When the sediments enter a river, they turn the river's colour grey, light brown, iridescent blue-green, or milky white. If the river flows into a glacial lake, the lake may appear turquoise in colour as a result. When flows of the flour are extensive, a distinct layer of a different colour flows into the lake and begins to dissipate and settle as the flow extends from the increase in water flow from the glacier during snow melts and heavy rain periods"
- In 1898, U.S. Army Captain W.R. Abercrombie and his men began cutting a trail through the canyon and over Thompson Pass, naming it after Pennsylvania's "Keystone State". By 1910, the trail had been upgraded to a sled wagon road and opened to automobiles in 1913.

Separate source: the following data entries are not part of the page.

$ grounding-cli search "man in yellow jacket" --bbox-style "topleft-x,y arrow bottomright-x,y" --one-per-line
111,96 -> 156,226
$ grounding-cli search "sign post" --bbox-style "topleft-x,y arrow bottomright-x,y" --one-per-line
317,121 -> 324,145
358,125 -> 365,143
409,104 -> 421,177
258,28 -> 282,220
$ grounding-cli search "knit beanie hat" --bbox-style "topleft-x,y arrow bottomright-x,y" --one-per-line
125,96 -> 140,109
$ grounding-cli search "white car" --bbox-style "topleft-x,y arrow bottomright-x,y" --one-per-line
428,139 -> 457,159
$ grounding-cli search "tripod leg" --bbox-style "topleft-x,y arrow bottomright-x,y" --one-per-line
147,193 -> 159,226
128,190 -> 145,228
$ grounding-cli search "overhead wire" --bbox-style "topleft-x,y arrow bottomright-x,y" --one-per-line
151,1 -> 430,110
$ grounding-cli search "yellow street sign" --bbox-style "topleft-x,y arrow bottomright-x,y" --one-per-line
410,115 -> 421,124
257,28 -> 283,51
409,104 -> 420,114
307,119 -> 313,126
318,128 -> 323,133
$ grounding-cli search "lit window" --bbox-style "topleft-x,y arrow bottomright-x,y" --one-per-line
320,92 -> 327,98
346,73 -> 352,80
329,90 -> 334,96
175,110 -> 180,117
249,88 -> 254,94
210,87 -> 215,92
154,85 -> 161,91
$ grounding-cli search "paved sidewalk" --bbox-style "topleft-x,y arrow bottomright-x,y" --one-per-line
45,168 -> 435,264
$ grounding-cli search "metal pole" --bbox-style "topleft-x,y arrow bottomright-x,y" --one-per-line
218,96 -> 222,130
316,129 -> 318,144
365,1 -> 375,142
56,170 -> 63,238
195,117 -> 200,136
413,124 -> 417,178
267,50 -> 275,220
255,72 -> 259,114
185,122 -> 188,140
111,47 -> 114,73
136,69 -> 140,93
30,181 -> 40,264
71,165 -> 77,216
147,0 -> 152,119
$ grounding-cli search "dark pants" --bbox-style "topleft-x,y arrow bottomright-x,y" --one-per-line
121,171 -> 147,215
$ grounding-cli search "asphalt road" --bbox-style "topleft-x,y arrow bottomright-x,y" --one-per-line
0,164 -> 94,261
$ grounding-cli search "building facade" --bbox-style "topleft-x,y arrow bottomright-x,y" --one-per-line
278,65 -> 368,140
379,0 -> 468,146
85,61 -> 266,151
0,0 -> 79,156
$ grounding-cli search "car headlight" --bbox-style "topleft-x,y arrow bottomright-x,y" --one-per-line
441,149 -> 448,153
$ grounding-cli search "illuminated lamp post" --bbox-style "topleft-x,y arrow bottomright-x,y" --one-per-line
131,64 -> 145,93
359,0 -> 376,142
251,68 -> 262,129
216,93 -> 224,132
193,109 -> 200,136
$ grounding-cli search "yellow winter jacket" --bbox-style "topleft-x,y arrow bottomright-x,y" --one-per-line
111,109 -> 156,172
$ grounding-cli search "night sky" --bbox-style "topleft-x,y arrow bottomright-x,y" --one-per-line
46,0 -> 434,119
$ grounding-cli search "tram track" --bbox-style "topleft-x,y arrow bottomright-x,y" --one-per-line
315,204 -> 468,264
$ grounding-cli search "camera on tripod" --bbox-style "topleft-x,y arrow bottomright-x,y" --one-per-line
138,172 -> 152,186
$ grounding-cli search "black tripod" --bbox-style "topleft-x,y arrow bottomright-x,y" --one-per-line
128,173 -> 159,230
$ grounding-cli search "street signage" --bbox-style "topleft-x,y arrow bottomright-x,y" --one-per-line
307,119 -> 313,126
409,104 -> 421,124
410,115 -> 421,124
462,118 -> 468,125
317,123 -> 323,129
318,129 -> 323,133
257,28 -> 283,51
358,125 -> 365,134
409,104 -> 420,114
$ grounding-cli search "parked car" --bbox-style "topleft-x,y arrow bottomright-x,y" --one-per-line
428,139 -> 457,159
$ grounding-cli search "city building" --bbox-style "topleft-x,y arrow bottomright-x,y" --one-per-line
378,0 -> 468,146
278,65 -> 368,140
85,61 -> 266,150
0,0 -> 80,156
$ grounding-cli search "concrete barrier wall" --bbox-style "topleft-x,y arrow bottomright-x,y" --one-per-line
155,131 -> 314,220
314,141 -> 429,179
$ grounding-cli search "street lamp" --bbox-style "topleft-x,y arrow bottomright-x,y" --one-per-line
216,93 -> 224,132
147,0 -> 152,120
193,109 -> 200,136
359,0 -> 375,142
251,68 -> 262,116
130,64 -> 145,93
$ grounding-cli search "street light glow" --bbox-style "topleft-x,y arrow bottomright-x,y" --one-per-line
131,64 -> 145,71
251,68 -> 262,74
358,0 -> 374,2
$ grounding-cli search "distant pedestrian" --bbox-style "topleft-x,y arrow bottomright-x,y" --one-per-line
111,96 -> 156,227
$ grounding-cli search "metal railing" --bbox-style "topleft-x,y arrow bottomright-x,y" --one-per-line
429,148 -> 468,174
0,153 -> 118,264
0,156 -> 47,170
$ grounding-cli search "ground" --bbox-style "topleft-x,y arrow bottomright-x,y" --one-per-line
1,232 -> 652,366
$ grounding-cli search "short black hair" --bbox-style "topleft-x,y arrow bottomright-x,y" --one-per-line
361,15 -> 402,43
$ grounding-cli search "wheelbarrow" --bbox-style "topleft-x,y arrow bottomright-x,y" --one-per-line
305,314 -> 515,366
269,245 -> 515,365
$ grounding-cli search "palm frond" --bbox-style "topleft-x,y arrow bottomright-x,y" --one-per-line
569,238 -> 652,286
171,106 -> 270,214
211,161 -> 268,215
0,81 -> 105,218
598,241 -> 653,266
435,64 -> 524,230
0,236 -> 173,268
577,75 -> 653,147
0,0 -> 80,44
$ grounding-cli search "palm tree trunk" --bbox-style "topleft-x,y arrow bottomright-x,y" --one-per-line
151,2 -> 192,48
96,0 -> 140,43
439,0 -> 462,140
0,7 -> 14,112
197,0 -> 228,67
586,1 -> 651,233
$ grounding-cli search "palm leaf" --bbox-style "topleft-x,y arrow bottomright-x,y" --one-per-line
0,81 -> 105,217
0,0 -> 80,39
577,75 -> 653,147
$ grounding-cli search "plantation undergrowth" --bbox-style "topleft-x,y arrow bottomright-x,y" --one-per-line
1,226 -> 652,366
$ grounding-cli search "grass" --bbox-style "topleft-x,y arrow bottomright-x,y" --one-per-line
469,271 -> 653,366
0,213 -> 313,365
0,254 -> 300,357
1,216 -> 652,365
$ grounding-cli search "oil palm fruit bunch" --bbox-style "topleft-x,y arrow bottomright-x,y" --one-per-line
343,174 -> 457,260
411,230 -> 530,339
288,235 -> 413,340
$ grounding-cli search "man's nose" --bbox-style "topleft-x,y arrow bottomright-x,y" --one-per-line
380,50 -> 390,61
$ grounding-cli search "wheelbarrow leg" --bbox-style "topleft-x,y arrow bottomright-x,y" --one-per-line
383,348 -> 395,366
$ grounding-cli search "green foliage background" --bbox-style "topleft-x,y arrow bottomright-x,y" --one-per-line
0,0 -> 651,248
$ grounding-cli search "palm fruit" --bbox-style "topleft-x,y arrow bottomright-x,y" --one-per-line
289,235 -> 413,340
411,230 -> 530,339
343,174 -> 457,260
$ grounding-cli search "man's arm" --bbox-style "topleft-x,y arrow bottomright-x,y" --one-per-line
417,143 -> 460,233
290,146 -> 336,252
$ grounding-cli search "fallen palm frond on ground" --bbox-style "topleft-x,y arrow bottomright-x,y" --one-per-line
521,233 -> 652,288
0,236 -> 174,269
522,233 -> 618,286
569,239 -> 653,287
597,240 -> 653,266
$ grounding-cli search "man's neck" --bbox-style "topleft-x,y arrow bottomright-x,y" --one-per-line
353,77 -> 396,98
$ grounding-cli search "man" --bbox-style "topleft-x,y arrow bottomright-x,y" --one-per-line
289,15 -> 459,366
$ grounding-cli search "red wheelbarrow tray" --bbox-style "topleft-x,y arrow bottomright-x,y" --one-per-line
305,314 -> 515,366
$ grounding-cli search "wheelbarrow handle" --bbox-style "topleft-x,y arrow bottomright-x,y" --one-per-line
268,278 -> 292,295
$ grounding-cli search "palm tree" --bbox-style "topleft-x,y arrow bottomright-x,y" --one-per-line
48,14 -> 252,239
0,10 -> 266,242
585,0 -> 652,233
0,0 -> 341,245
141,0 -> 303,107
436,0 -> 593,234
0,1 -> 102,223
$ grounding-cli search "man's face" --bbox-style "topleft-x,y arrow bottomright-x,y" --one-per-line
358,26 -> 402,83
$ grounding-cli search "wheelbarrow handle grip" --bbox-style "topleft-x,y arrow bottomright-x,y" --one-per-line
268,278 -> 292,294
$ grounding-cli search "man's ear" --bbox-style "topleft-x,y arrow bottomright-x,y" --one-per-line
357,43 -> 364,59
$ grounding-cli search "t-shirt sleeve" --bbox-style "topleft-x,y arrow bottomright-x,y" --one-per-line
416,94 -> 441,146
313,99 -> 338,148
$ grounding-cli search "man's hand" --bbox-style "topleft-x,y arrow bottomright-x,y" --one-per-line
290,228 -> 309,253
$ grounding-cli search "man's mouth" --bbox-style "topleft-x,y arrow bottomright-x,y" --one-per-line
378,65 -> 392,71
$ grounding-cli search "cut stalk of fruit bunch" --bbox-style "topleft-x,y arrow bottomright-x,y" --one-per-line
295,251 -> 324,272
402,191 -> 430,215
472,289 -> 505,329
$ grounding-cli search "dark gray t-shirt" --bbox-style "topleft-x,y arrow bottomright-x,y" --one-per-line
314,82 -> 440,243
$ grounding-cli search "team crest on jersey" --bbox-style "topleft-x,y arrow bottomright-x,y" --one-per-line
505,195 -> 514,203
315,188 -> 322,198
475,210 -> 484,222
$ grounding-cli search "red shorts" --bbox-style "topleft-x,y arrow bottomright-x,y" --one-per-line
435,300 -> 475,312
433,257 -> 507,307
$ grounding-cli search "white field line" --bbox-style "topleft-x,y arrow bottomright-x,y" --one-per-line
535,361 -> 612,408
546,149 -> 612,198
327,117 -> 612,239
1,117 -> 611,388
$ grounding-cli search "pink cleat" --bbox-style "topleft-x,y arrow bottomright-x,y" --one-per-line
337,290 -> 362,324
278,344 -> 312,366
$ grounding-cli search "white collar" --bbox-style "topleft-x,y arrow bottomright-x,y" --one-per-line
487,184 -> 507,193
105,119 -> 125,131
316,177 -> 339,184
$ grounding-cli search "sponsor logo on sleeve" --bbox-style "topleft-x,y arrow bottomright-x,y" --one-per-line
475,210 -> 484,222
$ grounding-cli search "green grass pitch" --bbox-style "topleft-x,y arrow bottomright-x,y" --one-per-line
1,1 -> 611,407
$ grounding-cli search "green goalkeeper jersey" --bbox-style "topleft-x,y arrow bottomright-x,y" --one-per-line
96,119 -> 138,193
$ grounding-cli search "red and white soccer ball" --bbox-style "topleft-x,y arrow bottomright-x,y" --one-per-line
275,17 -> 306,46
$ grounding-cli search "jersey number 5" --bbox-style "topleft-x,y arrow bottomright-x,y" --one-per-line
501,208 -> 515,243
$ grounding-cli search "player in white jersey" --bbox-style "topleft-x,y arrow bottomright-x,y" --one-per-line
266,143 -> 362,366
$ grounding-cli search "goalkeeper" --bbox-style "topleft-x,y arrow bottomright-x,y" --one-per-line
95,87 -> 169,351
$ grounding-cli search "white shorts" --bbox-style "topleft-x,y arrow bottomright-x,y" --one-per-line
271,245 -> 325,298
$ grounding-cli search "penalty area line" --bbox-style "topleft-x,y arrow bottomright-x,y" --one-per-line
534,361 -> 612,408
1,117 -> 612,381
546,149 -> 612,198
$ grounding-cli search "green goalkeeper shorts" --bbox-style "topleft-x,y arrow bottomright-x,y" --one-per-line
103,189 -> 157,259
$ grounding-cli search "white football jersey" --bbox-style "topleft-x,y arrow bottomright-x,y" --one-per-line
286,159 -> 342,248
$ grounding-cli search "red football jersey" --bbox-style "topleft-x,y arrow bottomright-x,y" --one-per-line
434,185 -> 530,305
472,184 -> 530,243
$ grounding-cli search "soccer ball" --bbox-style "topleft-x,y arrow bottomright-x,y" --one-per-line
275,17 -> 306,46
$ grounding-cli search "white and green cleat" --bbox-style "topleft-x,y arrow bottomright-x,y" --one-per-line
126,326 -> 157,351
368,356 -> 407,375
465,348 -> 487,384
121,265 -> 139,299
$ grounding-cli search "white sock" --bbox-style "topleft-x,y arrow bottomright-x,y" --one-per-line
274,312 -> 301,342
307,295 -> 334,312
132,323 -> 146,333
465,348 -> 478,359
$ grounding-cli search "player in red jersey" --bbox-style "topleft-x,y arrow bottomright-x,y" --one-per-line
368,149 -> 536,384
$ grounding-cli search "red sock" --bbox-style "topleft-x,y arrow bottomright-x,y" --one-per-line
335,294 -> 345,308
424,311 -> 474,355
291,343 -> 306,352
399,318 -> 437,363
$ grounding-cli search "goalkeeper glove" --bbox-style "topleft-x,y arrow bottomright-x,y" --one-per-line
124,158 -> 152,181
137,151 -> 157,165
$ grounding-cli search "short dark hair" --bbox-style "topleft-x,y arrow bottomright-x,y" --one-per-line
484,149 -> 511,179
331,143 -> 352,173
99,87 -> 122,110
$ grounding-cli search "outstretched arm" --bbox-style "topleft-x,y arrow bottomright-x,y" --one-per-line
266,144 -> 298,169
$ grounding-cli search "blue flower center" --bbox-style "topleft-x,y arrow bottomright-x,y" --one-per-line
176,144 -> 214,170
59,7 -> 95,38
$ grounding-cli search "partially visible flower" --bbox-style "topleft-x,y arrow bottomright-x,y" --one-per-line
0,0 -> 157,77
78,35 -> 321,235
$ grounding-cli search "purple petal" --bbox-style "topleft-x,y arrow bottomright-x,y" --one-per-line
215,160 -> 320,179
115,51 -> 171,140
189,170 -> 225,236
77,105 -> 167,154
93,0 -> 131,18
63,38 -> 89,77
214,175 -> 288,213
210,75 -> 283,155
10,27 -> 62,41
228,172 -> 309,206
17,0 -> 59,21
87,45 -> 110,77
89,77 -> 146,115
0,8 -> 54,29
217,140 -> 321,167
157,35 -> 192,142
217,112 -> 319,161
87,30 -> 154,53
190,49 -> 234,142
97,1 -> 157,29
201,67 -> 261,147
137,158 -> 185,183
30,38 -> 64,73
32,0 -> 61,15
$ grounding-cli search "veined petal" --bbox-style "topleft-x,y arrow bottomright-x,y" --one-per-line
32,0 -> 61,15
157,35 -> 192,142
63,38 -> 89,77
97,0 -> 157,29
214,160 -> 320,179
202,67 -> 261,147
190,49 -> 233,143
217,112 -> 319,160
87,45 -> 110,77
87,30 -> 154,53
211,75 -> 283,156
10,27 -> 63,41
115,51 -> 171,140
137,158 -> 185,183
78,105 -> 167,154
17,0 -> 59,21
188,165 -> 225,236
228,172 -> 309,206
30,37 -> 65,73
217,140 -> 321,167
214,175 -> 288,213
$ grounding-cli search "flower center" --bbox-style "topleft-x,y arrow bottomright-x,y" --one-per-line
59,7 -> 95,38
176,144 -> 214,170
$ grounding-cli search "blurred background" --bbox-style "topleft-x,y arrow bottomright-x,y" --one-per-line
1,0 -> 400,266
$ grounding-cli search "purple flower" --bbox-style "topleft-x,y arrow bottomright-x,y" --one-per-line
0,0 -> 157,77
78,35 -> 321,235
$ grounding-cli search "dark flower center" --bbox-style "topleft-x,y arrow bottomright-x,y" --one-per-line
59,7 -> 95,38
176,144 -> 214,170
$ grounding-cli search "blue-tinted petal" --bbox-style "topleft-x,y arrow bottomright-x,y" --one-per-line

- Between 1911 and 1916, multiple companies attempted to build a railroad through the canyon to access the minerals of Interior Alaska. The Copper River and Northwestern Railway reached the canyon wall in 1906 and began hand-drilling a 200-foot tunnel, but all attempts ultimately failed. A short section of this hand-cut tunnel can still be seen from the Richardson Highway as you drive through the canyon. Rival railroad corporations also fought a gun battle in the canyon to secure a right-of-way, which is depicted in the silent movie The Iron Trail."